Em estudos subsequentes (ainda em revisão por pares), descobrimos que esses “efeitos da incongruência moral” se estendem não apenas à pornografia, mas também ao comportamento homossexual e ao sexo não conjugal.

Quando se trata de pornografia, estudos mostram que, apesar de suas crenças, os americanos profundamente religiosos veem pornografia apenas um pouco menos do que outros americanos. Eles estão escolhendo experimentar turbulências psicológicas e relacionais, e não necessariamente por causa do que a pornografia faz com seus cérebros, mas por causa do que a pornografia significa ao seu grupo social.

Mas, além do conflito interno, americanos devotos que assistem pornografia também são mais propensos do que outros a enfrentar problemas relacionais por causa de seus do cônjuge rejeição da pornografia. Dados do Estudo Retratos da Vida Americana mostram que, se os americanos têm cônjuges profundamente religiosos, quanto mais frequentemente eles veem pornografia, menos satisfeitos ficam com o casamento. Por quê? Porque seus cônjuges são mais propensos a ver a pornografia como uma traição, adultério e uma falha moral extrema.
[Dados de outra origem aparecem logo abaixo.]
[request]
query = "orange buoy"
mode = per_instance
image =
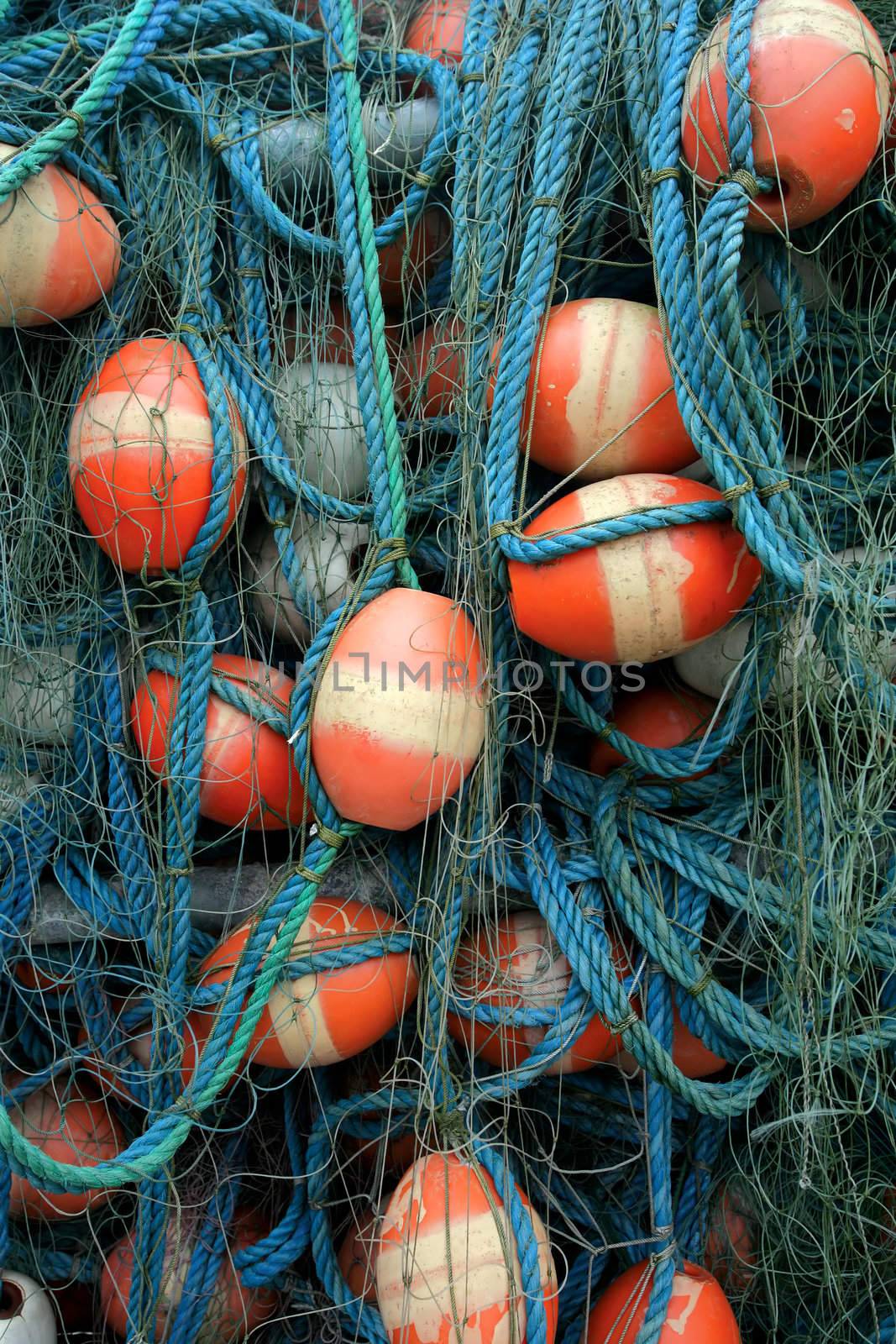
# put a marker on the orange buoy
(60, 249)
(819, 93)
(71, 1126)
(234, 1310)
(600, 401)
(642, 597)
(358, 1256)
(730, 1252)
(430, 370)
(448, 1269)
(248, 774)
(140, 456)
(322, 1016)
(688, 1053)
(515, 964)
(699, 1310)
(399, 717)
(437, 30)
(410, 262)
(656, 717)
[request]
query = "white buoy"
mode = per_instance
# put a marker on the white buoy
(26, 1310)
(38, 696)
(295, 163)
(320, 421)
(328, 553)
(396, 134)
(712, 667)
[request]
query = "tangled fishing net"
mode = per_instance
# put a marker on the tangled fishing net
(739, 890)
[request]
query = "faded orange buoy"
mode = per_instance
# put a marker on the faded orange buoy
(819, 92)
(140, 457)
(399, 718)
(234, 1310)
(658, 717)
(448, 1269)
(699, 1312)
(410, 262)
(358, 1257)
(327, 1015)
(248, 774)
(600, 401)
(71, 1126)
(515, 964)
(437, 30)
(60, 249)
(641, 597)
(730, 1252)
Assim, novamente, as consequências do uso da pornografia para americanos profundamente religiosos são mais graves do que para outros.
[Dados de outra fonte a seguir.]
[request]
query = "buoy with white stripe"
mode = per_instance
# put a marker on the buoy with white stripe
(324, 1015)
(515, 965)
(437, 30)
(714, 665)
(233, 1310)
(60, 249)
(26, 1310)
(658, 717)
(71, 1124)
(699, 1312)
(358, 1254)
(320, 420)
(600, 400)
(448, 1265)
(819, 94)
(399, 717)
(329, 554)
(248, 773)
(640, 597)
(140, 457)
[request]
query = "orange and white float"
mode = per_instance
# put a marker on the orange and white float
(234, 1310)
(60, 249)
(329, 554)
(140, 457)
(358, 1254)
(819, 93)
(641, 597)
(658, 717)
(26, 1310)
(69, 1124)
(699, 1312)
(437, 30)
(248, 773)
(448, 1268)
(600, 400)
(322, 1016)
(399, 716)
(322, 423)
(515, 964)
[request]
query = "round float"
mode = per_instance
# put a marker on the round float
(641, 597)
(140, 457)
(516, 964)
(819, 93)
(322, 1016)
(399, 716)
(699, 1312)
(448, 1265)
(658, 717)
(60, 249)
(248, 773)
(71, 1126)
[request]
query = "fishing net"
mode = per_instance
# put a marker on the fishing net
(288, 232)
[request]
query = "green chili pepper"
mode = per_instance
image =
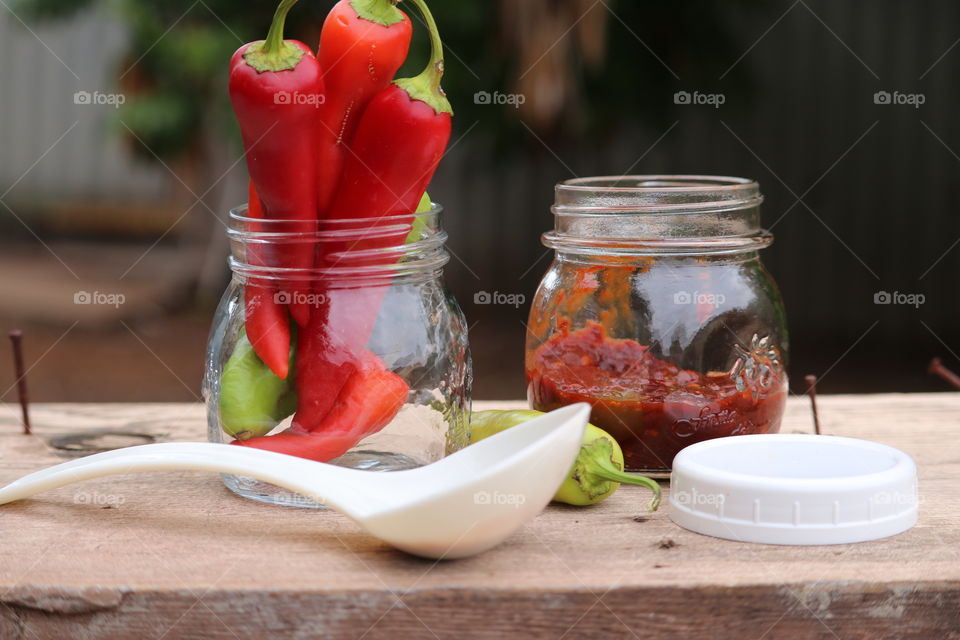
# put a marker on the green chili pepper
(253, 400)
(597, 471)
(418, 222)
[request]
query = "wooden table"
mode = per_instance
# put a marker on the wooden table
(175, 555)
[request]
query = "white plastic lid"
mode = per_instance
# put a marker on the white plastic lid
(793, 489)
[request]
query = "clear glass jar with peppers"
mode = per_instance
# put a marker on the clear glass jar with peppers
(340, 155)
(658, 312)
(406, 400)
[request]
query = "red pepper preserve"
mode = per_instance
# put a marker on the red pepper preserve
(658, 312)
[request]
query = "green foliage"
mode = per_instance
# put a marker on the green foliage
(178, 59)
O estigma religioso contra a pornografia é aparentemente tão forte que muitos cristãos comprometidos se consideram viciados em pornografia mesmo quando raramente ou nunca a veem. Deixe-me dizer isso de novo. Eles nunca viram pornografia, mas pensam que estão viciados nisso.
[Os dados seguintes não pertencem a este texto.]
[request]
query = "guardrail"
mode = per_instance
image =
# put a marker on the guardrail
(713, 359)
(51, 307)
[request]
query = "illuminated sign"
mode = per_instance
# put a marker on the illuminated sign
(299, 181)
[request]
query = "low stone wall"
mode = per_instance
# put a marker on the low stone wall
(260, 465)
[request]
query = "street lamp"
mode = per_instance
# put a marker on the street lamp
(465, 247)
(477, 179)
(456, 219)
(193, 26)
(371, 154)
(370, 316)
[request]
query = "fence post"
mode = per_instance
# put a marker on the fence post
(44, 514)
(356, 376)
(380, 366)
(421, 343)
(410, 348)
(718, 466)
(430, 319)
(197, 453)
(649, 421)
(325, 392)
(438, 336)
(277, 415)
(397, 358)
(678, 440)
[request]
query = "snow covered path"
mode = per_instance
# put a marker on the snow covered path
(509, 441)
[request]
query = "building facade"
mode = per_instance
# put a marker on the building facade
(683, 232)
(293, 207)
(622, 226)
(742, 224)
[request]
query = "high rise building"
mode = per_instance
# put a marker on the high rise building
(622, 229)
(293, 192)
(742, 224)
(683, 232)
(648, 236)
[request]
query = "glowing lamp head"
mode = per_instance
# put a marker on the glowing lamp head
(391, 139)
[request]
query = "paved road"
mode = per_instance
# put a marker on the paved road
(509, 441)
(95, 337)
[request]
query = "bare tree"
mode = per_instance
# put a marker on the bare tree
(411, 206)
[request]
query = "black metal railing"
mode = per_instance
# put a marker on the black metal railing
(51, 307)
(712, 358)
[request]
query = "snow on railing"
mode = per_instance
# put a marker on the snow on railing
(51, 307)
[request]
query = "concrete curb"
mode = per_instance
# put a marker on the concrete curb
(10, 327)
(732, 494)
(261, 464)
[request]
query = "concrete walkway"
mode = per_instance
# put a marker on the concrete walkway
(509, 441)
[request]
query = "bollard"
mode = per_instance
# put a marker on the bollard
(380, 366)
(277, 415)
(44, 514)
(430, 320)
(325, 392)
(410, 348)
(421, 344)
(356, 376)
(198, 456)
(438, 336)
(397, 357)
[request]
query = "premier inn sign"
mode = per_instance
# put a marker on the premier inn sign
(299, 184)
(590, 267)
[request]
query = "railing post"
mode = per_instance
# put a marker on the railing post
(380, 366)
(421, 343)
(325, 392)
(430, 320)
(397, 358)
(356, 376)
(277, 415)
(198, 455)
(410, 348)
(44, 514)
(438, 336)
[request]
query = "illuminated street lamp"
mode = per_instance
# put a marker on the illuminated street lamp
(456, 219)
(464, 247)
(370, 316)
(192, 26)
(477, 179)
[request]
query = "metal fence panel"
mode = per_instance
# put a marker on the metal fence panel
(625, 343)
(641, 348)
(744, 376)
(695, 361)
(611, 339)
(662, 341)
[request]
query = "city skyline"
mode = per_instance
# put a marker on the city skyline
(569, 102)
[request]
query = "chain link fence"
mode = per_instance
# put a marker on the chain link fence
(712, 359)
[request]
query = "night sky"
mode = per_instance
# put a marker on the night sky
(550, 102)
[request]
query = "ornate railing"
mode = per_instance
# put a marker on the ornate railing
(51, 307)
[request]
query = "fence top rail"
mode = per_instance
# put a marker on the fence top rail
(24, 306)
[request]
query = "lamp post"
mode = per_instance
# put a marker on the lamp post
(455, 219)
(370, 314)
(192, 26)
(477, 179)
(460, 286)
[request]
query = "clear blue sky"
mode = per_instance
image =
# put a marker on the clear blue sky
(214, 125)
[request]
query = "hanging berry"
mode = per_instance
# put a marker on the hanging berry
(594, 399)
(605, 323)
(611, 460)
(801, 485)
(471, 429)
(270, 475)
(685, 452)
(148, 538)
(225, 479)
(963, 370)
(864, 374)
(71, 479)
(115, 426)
O gráfico abaixo mostra a porcentagem de americanos que afirmam nunca ter visto pornografia na vida, mas, quando questionados sobre se eram viciados em pornografia, concordaram que sim. Observe a grande diferença entre frequentadores mensais da igreja e cristãos nascidos de novo em comparação com outros americanos.

Porcentagem de americanos que dizem “nunca” ter visto pornografia, mas concordam que são “viciados” em pornografia. Cortesia gráfica de Samuel L. Perry

Esse fenômeno pode estar influenciando as políticas públicas. Desde 2016, pelo menos 29 estados (a maioria vermelhos) buscaram aprovar resoluções declarando a pornografia uma “crise de saúde pública”, muitas vezes citando os efeitos prejudiciais da pornografia nas relações conjugais, bem como em sua capacidade de “viciar” os espectadores.

Minhas descobertas significam que, parafraseando Hamlet, “pornografia não é nem boa nem ruim, mas o pensamento a torna”? Eu não iria tão longe. Mas se o uso habitual de pornografia é ruim, certo tipo de pensamento inegavelmente o torna pior. Qualquer avaliação dos supostos “danos” da pornografia, certamente, deve reconhecer que esses efeitos nocivos muitas vezes não são universais, mas dependem das sanções da comunidade contra eles.

(Samuel L. Perry é professor associado de sociologia e estudos religiosos na Universidade de Oklahoma e autor de “Viciado em luxúria: Pornografia na vida de protestantes conservadores “e co-autor de”Levando a América de volta para Deus: Christian Nationalism in the United States. “As opiniões expressas neste comentário não refletem necessariamente as do Religion News Service.)